Au niveau de la Fédération internationale de football association (FIFA), cette prise de conscience a véritablement commencé en 1991 avec la création de la Coupe du monde féminine. Une initiative suivie du mondial féminin U-20 en 2002, puis la coupe du monde féminine U-17 en 2008. Le niveau de jeu a fortement augmenté, tout comme l’intérêt des médias et la popularité de la discipline. L’enjeu est de taille pour qui sait que la Coupe du monde féminine «Canada 2015» a notamment généré près d’un demi milliard de dollars d’activités économiques dans le pays hôte…

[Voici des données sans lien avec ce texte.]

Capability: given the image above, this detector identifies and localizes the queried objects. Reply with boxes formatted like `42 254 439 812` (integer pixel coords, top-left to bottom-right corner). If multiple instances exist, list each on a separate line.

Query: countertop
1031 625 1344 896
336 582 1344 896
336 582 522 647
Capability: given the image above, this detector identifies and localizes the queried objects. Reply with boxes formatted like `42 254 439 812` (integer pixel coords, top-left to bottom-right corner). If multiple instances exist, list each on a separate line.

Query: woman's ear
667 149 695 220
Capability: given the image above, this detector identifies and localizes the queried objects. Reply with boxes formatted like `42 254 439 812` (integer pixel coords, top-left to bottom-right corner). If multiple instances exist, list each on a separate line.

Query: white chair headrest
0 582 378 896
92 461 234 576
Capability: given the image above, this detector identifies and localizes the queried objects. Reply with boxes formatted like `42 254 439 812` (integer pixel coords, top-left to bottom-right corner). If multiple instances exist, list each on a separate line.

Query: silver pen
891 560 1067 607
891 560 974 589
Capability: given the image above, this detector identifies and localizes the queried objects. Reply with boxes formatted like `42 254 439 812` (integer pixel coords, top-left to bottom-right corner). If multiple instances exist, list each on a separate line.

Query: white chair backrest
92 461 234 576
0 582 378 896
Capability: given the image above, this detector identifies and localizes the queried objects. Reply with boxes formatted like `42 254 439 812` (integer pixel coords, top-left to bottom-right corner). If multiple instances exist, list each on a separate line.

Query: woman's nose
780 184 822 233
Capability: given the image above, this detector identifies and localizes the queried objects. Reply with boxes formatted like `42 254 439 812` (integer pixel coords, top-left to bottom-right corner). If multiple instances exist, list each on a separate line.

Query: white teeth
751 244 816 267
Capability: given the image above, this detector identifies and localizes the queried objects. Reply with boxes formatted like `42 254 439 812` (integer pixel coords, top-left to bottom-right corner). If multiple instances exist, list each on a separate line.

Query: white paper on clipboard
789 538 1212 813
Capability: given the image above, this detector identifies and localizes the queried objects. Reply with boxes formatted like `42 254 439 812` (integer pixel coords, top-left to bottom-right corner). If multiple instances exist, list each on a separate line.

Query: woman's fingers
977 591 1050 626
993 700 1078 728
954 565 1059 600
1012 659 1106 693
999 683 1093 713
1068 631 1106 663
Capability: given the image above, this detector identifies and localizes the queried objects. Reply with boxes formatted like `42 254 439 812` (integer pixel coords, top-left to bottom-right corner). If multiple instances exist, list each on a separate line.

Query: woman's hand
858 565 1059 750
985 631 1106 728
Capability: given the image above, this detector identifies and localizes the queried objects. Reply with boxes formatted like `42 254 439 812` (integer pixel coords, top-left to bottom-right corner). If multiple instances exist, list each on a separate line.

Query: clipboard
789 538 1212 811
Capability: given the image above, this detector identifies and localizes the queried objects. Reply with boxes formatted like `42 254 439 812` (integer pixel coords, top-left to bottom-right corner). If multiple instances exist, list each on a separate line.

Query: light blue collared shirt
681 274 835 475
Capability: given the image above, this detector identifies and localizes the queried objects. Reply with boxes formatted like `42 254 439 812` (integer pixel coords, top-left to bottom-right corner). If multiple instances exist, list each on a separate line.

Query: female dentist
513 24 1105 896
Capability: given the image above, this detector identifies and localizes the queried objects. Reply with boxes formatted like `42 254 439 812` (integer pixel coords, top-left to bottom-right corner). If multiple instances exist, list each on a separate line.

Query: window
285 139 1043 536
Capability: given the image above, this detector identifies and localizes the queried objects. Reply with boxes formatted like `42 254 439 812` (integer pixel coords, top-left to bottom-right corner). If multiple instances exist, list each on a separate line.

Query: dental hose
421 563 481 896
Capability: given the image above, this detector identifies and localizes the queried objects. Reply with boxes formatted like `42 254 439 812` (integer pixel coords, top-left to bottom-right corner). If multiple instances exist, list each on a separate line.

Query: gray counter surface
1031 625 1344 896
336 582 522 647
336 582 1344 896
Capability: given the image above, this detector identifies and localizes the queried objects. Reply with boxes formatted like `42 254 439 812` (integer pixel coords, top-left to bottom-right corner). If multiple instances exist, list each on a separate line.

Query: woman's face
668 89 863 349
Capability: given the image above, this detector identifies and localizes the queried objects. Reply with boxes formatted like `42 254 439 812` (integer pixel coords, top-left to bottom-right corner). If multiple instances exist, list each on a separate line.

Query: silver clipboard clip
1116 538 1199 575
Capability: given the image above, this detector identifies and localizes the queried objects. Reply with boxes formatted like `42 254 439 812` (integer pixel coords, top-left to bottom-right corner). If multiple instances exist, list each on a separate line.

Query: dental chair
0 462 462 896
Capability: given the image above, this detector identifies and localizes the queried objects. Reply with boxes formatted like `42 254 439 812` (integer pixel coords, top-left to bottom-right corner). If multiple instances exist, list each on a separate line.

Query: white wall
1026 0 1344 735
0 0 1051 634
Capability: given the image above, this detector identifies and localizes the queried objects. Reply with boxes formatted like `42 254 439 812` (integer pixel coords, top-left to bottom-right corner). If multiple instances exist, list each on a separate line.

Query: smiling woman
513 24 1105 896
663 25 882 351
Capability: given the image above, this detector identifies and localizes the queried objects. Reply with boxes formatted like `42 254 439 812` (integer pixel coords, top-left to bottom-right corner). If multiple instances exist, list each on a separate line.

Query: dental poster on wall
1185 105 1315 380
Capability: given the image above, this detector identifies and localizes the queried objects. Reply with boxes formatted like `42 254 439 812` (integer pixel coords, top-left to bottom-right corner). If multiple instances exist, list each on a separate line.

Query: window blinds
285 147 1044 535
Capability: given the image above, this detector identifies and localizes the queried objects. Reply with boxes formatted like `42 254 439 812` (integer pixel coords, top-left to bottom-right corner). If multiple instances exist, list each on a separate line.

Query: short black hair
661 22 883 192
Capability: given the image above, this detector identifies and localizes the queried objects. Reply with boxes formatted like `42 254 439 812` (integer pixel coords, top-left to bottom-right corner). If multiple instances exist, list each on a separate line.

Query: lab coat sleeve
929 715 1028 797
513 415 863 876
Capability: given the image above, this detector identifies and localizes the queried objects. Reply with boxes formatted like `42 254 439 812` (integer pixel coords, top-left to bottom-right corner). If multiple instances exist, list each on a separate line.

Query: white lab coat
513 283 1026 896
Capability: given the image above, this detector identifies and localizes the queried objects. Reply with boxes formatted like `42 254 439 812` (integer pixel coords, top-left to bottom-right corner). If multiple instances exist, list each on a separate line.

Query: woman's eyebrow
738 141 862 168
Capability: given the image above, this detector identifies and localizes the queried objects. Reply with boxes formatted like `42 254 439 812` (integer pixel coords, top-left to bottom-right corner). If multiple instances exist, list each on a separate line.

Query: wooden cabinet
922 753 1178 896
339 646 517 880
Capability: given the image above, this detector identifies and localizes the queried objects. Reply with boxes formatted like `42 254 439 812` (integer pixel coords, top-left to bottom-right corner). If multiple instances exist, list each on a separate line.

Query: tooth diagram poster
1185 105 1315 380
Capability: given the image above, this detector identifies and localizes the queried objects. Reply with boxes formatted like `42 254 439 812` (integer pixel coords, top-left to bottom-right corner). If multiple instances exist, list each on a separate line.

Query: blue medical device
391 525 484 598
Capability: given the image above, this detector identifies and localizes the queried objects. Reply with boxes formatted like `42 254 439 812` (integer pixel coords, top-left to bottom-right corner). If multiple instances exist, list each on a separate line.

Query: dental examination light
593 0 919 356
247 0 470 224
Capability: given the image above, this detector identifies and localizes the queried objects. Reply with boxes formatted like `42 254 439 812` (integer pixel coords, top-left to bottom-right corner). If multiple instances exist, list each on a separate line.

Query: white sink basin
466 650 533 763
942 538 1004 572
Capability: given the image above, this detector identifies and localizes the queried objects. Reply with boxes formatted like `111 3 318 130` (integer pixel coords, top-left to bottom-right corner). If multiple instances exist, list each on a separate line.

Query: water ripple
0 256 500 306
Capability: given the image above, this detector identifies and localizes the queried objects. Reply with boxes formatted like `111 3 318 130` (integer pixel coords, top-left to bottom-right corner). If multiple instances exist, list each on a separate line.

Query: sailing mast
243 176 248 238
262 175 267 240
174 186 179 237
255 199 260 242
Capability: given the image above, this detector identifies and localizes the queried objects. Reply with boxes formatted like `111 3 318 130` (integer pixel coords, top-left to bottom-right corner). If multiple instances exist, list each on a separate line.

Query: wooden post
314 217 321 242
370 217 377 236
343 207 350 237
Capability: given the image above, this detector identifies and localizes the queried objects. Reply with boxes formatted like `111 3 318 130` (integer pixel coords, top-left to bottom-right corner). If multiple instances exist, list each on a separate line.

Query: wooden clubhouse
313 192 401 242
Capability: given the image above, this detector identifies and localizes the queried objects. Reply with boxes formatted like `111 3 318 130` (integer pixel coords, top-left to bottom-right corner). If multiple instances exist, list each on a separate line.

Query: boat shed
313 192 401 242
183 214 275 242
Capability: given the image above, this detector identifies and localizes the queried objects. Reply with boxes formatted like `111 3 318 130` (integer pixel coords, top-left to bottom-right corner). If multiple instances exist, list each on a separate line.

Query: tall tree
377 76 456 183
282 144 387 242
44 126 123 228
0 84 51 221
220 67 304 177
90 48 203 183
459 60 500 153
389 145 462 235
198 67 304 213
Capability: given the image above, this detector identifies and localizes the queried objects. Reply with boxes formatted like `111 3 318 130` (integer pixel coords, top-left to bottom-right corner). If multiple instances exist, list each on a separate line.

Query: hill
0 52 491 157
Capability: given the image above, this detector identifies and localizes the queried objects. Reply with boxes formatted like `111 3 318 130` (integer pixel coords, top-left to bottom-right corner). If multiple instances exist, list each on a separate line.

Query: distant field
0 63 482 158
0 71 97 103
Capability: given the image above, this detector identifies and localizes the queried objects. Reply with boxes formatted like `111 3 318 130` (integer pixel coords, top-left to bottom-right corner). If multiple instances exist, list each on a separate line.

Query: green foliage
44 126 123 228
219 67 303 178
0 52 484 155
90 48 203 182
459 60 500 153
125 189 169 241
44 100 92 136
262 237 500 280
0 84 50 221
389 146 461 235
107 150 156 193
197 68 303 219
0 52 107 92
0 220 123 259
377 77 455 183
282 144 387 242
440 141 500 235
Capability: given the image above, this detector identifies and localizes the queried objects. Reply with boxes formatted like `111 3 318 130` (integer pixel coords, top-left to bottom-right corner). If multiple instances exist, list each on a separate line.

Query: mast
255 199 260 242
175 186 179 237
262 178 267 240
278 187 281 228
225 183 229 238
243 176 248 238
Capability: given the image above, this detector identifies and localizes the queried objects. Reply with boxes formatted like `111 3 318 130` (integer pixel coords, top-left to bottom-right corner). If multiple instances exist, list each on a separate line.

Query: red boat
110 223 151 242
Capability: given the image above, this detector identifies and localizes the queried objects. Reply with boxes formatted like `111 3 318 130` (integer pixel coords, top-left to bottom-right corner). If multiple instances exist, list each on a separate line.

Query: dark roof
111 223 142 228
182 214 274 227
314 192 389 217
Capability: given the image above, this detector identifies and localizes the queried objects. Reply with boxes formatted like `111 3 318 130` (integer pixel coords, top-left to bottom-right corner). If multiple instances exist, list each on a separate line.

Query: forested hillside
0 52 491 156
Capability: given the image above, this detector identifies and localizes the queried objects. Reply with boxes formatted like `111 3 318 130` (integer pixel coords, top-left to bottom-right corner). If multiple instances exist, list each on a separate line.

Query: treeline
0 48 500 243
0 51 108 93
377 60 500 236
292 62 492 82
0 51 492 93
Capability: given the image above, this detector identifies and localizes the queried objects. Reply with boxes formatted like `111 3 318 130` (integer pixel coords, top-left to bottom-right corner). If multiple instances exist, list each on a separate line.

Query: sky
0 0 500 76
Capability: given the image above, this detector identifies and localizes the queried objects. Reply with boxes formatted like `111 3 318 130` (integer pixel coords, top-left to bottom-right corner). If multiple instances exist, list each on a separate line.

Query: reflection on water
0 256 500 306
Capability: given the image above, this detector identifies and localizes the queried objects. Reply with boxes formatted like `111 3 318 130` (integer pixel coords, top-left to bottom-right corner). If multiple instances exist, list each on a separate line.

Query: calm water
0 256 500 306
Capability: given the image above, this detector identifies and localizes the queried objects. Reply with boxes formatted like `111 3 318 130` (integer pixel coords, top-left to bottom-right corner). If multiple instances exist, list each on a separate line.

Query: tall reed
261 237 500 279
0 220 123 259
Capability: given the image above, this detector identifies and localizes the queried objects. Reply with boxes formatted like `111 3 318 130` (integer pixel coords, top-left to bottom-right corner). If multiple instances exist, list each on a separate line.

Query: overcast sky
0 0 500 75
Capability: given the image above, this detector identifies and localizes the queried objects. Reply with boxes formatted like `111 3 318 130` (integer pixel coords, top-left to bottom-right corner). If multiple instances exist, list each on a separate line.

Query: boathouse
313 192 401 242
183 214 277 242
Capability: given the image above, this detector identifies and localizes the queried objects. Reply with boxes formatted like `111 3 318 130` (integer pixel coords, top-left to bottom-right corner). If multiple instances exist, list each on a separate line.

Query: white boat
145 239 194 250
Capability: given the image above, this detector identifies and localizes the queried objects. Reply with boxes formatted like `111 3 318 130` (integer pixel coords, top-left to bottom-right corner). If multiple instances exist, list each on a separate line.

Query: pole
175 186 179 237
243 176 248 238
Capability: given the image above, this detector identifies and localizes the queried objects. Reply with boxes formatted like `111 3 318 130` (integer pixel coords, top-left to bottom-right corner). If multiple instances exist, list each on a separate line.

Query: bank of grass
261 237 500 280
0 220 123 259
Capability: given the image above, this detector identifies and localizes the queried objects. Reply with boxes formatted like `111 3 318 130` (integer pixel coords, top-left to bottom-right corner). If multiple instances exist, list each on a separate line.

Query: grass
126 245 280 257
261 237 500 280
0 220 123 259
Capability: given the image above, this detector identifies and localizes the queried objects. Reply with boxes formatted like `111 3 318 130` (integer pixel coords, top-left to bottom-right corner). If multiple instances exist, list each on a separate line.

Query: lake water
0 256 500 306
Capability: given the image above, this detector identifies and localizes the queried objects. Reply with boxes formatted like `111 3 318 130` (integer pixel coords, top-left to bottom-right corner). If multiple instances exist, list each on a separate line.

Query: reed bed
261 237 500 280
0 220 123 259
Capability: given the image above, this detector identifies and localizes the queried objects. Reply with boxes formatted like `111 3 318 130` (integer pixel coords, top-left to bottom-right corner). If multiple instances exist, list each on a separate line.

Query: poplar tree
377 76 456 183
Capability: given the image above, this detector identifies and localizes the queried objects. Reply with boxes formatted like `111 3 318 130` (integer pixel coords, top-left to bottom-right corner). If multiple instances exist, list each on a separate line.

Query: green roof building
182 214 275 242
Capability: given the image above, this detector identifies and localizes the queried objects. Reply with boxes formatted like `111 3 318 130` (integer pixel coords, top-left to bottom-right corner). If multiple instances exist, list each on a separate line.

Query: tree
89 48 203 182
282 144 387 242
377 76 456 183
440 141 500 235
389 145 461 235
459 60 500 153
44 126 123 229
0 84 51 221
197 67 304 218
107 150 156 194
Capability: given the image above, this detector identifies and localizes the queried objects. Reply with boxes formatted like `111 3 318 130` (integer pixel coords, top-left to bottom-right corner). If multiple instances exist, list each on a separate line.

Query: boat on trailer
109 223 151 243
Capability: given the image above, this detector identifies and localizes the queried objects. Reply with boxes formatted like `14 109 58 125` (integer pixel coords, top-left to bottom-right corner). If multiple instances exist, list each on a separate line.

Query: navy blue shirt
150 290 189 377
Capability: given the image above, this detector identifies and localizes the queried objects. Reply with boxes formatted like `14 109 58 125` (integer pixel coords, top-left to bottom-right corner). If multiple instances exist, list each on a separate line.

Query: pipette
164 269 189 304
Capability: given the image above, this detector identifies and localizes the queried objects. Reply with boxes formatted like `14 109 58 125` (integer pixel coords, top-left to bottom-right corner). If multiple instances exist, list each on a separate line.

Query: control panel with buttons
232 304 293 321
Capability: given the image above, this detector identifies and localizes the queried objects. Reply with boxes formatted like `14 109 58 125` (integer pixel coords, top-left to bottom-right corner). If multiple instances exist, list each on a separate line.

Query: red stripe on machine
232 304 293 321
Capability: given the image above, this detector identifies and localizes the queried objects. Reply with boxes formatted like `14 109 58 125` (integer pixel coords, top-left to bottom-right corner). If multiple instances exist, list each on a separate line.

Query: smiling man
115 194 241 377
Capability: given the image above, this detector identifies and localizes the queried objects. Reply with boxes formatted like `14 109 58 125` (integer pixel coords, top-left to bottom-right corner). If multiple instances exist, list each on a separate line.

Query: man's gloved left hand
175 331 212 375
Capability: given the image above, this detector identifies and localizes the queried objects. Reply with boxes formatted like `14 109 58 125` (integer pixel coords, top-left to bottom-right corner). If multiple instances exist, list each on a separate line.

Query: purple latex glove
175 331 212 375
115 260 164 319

En 2016, le congrès de la FIFA a effectué les premières démarches visant à corriger le tir en faveur du football féminin et de la place accordée aux femmes dans le football. «Malgré le caractère durable de ses décisions, les défis demeurent de taille et il ne faut pas nous arrêter en si bon chemin», a  commenté un chroniqueur. Il a exhorté la FIFA à se servir de sa «Stratégie pour le football féminin» pour prendre les mesures concrètes nécessaires lui permettant de s’attaquer aux «manquements historiques tout en se positionnant activement contre la discrimination sexuelle grâce au football».

Et déjà, des efforts sont consentis au niveau de la rémunération des footballeuses. C’est ainsi qu’elle a décidé de leur verser une dotation trois fois plus élevée lors de la Coupe du monde 2023 par rapport au mondial 2019. Les primes iront de 30 000 dollars à 270 000 dollars. La Fédération malienne de football, comme d’ailleurs toutes fédérations nationales sportives, doit s’en inspirer.

Se battre avec sans concession pour avoir gain de cause

Mais, nos joueuses (comme d’ailleurs l’ensemble du sport féminin) doivent comprendre que la FEMAFOO ne leur mettra jamais dans tous leurs droits de gaieté de cœur. Il faut donc lui forcer la main. A l’image des 28 joueuses de l’Equipe nationale féminine des Etats-Unis (championne du monde en France en 2019) qui avaient déposé un recours collectif contre la politique discriminatoire de leur fédération en l’attaquant en 2019 pour avoir enfreint la loi sur l’égalité (Equal Pay Act) et le  Titre VII de Titre VII de Civil Rights Act, une loi fédérale interdisant la discrimination fondée sur la race, la couleur, le sexe, l’origine, ou la religion. 

Sous la conduite de Megan Papinoe (championne olympique en 2012 et championne du monde en 2015 et en 2019), elles sont parvenues le 18 mai 2022 à un accord avec la Fédération américaine dans ce combat pour l’égalité salariale entre femmes et hommes dans ce sport. Celle-ci s’est engagée à verser «un salaire à taux égal» à partir de maintenant pour les équipes nationales féminine et masculine lors de tous les matchs amicaux et tournois, y compris la Coupe du monde. «C’est un grand jour pour l’égalité femmes-hommes dans le foot américain», a réagi Megan Papinoe pour qui la fédération de football son pays a «changé pour le meilleur».

Ce combat et cette victoire doivent inspirer nos footballeuses voire nos sportives qui exigent désormais un meilleur traitement de la part des fédérations et de l’Etat.